Inland American Realty is a registered, unlisted REIT (Real Estate Investment Trust). Registered securities are available to the general public (unlike, say, hedge funds which are generally not registered and are therefore limited to investors with income and investable assets above a certain threshold). Registered securities must conform to more onerous reporting and disclosure requirements, but have a far larger pool of potential investors as a result. Unlisted securities cannot be bought and sold on an exchange (which is true of hedge funds as well as many other private, unregistered securities). Inland American is therefore a curious hybrid – available to anyone who wishes to invest, but with no obvious means of getting your money out. Being unlisted eliminates the interest of Wall Street research analysts to cover such a company, which given management’s operating history is just as well.
To start with, Inland American’s original prospectus in 2005 disclosed that, of $5 billion in estimated proceeds from their initial offering, $550 million was going to be used to pay “Selling Commissions”, a “Marketing Contribution” and “due diligence expense allowance”. Unashamed of this immediate 10.5% payout of their investors’ money, the company further disclosed that “actual organization and offering expenses may total 15% of the gross offering proceeds.” So your $10,000 initial investment was instantly worth $8,950 and possibly less (assuming, that is, that you could sell it, which you could not).
No doubt on the basis that, if a 15% fee hasn’t put you off many other highly unfavorable features are unlikely to, management went on to disclose additional gems including the complete absence of any prior operating history, conflicts of interest between management and a key service provider, the expected payment of big fees to affiliates of management and the fact that no market would exist in the securities. Full disclosure of anticipated investor-unfriendly acts was evidently an important part of their business model. The 5% dividend has seduced many investors in search of steady income. However, since the company isn’t profitable, paying any dividend simply amounts to giving you back some of your own money (i.e. a return OF capital rather than a return ON capital). Among their real estate assets are, appropriately, hotels in California. The Eagles warned investors how hard it could be to leave.
Perhaps not surprisingly, the investments chosen by this management team didn’t turn out that well either. Evidently skill at fleecing the buyers of your stock in broad daylight doesn’t correlate that well with real estate acumen. The company’s NAV (Net Asset Value) per share duly sank from its IPO price of $10 and was at $4.84 based on their most recent regulatory filing. Of course you can’t sell it there because no public market exists. The company will buy shares back from investors, but only under fairly onerous circumstances such as death. Most would no doubt prefer somewhat better liquidity.
Since 2005 real estate investors have endured some gyrations to say the least. However, the Vanguard REIT Index ETF (VNQ) has risen 35% during this time, so holders of Inland have reason to feel that there were better places to put their money.
In 2012 the company disclosed that the SEC was investigating several issues including fees paid to affiliates, dividends paid to investors, and valuations.
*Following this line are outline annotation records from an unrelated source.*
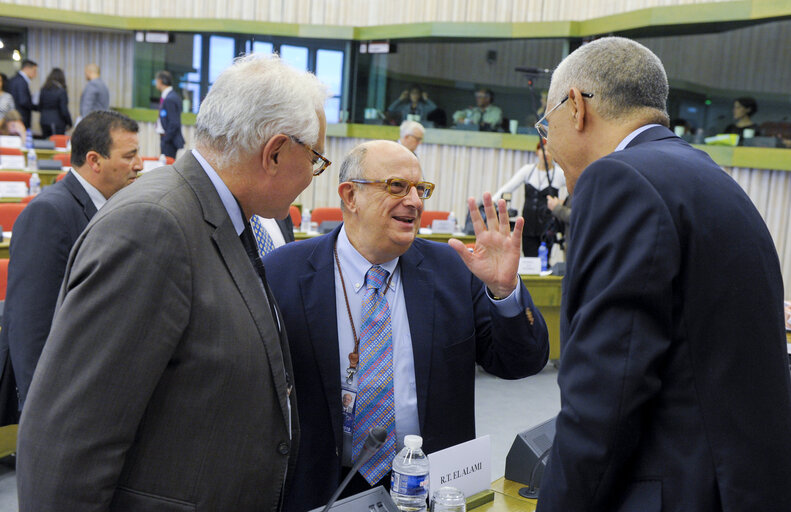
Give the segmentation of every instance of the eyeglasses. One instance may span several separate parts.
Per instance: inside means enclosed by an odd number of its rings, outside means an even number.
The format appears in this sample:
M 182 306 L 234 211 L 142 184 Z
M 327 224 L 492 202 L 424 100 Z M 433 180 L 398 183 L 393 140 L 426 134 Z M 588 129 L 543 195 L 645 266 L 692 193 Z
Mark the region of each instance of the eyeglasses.
M 435 185 L 428 181 L 418 181 L 417 183 L 402 178 L 388 178 L 386 180 L 365 180 L 354 179 L 349 180 L 352 183 L 360 183 L 362 185 L 372 185 L 374 183 L 385 183 L 385 189 L 391 196 L 404 197 L 409 193 L 409 189 L 415 187 L 417 195 L 420 199 L 428 199 L 431 193 L 434 192 Z
M 592 92 L 581 92 L 580 95 L 583 98 L 593 98 Z M 569 97 L 568 95 L 566 95 L 565 98 L 560 100 L 560 103 L 549 109 L 549 112 L 546 112 L 543 116 L 541 116 L 541 119 L 538 120 L 535 126 L 536 126 L 536 130 L 538 131 L 538 134 L 541 135 L 542 138 L 546 139 L 547 135 L 549 134 L 549 123 L 547 122 L 547 118 L 549 117 L 549 114 L 554 112 L 555 109 L 561 106 L 562 104 L 566 103 L 568 99 Z
M 293 140 L 300 146 L 304 146 L 305 148 L 307 148 L 311 153 L 313 153 L 313 156 L 316 157 L 316 158 L 311 158 L 311 161 L 313 162 L 313 176 L 318 176 L 319 174 L 323 173 L 327 169 L 327 167 L 332 165 L 332 162 L 330 162 L 324 155 L 322 155 L 312 147 L 308 146 L 307 144 L 305 144 L 298 138 L 294 137 L 293 135 L 289 135 L 289 137 L 291 137 L 291 140 Z

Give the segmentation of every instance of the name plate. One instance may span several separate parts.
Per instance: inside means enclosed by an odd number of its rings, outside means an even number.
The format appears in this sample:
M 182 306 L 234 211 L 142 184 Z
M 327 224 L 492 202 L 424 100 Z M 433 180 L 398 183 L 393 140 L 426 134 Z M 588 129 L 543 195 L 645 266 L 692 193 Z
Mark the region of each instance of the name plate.
M 491 487 L 492 443 L 489 436 L 430 453 L 428 461 L 429 496 L 446 485 L 455 487 L 468 498 Z

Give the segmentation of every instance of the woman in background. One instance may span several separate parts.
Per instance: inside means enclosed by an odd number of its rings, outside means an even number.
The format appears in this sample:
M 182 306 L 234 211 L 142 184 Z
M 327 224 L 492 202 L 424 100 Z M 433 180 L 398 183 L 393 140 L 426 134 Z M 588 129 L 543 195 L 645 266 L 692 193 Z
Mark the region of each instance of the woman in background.
M 66 76 L 62 69 L 54 68 L 47 76 L 47 81 L 41 87 L 38 106 L 41 111 L 41 134 L 44 138 L 53 134 L 62 135 L 67 128 L 71 128 Z

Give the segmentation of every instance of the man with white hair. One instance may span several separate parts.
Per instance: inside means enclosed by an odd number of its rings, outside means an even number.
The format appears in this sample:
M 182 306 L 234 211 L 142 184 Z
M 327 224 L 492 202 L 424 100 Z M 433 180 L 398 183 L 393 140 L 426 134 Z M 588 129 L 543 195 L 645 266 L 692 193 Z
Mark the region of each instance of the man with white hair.
M 401 123 L 398 143 L 414 153 L 420 143 L 423 142 L 425 133 L 426 130 L 423 129 L 423 125 L 417 121 L 404 121 Z
M 574 198 L 539 512 L 791 510 L 777 253 L 667 128 L 667 95 L 656 55 L 603 38 L 558 66 L 536 124 Z
M 279 508 L 299 423 L 248 219 L 285 217 L 329 164 L 325 98 L 277 56 L 238 59 L 195 149 L 93 218 L 22 414 L 21 511 Z

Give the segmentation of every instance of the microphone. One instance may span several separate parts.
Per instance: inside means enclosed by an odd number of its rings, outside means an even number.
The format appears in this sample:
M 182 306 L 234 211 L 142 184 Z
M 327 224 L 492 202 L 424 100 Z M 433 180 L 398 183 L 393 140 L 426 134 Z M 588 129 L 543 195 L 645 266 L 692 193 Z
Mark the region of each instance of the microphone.
M 340 496 L 343 490 L 346 489 L 346 486 L 349 485 L 349 481 L 352 479 L 354 474 L 357 473 L 360 467 L 365 464 L 374 453 L 379 451 L 379 448 L 382 447 L 385 440 L 387 440 L 387 430 L 384 428 L 374 427 L 368 431 L 368 437 L 365 438 L 365 443 L 363 444 L 363 449 L 360 450 L 360 456 L 357 458 L 357 462 L 354 463 L 354 466 L 352 466 L 349 474 L 343 479 L 343 482 L 341 482 L 341 485 L 338 486 L 335 494 L 332 495 L 329 503 L 327 503 L 327 506 L 324 507 L 321 512 L 327 512 L 332 508 L 332 506 L 335 504 L 335 501 L 338 499 L 338 496 Z
M 527 73 L 529 75 L 543 75 L 543 74 L 551 74 L 552 70 L 547 68 L 531 68 L 525 66 L 517 66 L 514 68 L 514 71 L 521 71 L 522 73 Z

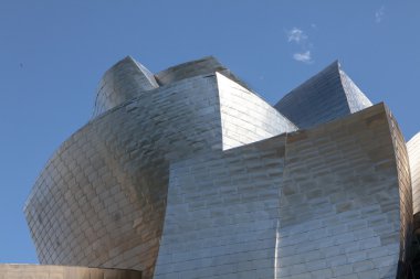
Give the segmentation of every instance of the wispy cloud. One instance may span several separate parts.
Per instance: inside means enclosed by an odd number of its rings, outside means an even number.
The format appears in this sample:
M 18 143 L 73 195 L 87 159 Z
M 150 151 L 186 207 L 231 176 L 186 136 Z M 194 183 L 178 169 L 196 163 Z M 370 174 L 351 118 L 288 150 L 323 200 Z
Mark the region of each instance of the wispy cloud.
M 384 20 L 385 17 L 385 7 L 380 7 L 378 10 L 375 11 L 375 22 L 380 23 Z
M 303 63 L 312 63 L 312 56 L 311 56 L 311 51 L 306 51 L 303 53 L 295 53 L 293 54 L 293 58 L 298 62 Z
M 316 25 L 313 23 L 311 24 L 313 29 L 316 28 Z M 313 49 L 312 42 L 309 42 L 309 36 L 298 28 L 293 28 L 291 30 L 286 31 L 287 42 L 288 43 L 295 43 L 298 45 L 298 49 L 301 51 L 295 52 L 292 57 L 302 63 L 313 63 L 312 53 L 311 50 Z
M 287 32 L 287 42 L 302 43 L 307 39 L 307 35 L 298 28 L 293 28 Z

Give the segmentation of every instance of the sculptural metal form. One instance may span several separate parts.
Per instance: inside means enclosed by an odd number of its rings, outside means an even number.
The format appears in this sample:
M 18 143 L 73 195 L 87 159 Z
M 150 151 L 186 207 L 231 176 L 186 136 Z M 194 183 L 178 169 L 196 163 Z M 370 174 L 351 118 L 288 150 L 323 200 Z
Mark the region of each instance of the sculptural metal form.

Inland American maintained a mysteriously stable NAV through the 2008 financial crisis which possibly helped them sell additional shares at too high a level. This is, in sum, not a story that reflects well on anybody involved in recommending the investment.
Which brings us back to Massachusetts, whose securities regulator recently reached a financial settlement with five brokerage firms who had been improperly selling Inland American and other non-traded REITS to investors in that state. The regulator found, “…a pattern of impropriety on the sales of these popular but risky investments.” The complaint cited high commissions, conflicts of interest, sporadic valuation and the absence of a public market as sources of additional risk for investors. Evidently a few firms in Massachusetts were not overly burdened by the inconvenience of considering client suitability for their recommendations. One of the firms claimed in its defense that its compliance manuals and training materials included appropriate safeguards throughout the time they were inappropriately selling the securities. They obviously have bigger problems.
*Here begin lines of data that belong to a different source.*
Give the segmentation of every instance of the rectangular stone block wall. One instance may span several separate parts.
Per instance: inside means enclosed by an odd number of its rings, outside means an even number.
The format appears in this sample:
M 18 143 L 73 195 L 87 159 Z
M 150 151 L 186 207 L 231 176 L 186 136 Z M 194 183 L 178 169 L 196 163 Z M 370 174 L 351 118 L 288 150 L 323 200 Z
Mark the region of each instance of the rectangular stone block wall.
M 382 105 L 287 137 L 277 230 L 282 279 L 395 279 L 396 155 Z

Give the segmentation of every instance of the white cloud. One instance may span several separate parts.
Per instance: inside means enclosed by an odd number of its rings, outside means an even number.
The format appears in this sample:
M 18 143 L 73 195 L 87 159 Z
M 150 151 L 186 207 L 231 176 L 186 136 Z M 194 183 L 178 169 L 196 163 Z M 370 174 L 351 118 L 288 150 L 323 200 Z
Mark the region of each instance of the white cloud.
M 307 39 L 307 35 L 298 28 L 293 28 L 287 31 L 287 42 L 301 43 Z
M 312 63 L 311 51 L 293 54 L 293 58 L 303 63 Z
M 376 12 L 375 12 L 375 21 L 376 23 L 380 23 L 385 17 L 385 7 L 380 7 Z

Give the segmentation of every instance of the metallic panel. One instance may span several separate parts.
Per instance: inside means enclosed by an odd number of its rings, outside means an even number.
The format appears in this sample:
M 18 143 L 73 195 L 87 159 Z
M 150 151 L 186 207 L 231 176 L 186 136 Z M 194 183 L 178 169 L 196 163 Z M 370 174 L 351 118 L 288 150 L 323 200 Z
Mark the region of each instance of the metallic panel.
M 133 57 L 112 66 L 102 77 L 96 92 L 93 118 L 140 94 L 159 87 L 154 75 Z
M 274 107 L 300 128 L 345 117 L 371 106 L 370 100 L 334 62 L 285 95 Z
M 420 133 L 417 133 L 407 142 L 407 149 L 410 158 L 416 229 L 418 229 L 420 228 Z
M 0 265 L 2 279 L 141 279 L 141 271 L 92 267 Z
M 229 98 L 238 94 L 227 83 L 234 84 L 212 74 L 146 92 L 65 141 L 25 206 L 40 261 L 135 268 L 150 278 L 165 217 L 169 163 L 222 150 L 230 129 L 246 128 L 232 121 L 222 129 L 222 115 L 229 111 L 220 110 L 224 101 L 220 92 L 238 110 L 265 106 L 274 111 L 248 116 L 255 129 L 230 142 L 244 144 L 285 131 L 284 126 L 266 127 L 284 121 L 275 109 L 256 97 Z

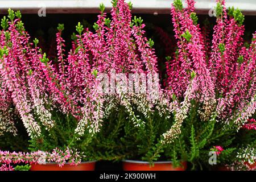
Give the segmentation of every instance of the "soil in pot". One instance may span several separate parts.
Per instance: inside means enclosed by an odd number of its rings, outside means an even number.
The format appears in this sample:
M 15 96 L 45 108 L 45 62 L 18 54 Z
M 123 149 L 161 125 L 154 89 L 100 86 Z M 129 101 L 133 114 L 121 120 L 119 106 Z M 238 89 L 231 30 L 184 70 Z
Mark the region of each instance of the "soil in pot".
M 146 162 L 126 160 L 123 162 L 124 171 L 185 171 L 187 162 L 181 162 L 179 167 L 174 167 L 171 162 L 155 162 L 154 166 Z
M 65 164 L 61 167 L 56 163 L 32 164 L 30 171 L 94 171 L 95 163 L 96 162 L 82 162 L 77 166 Z

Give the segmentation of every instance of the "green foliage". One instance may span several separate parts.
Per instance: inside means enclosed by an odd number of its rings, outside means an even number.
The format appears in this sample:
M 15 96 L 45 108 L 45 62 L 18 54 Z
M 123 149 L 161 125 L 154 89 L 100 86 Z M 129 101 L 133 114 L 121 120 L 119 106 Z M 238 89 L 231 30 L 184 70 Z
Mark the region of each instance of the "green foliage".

One would think that the features listed above would render Inland American and other similar securities (apparently unlisted REITS are a $10 billion per year industry) unsuitable for the clients of any brokerage firm whose intentions were to promote sound investments. A brief internet search reveals many more unhappy investors outside of Massachusetts who were guided into supposedly “safe” investments by their broker only to find that they were anything but. Several class action lawsuits have already been initiated. Perhaps the SEC and other state regulators will follow up with further sanctions.
This episode highlights the need for investors to truly understand how their financial adviser or brokerage firm is being paid. Firms recommending securities that result in a hefty share of proceeds to the broker selling them ought to be a clear warning. For a security that takes the public in but doesn’t let them out, the time has surely passed.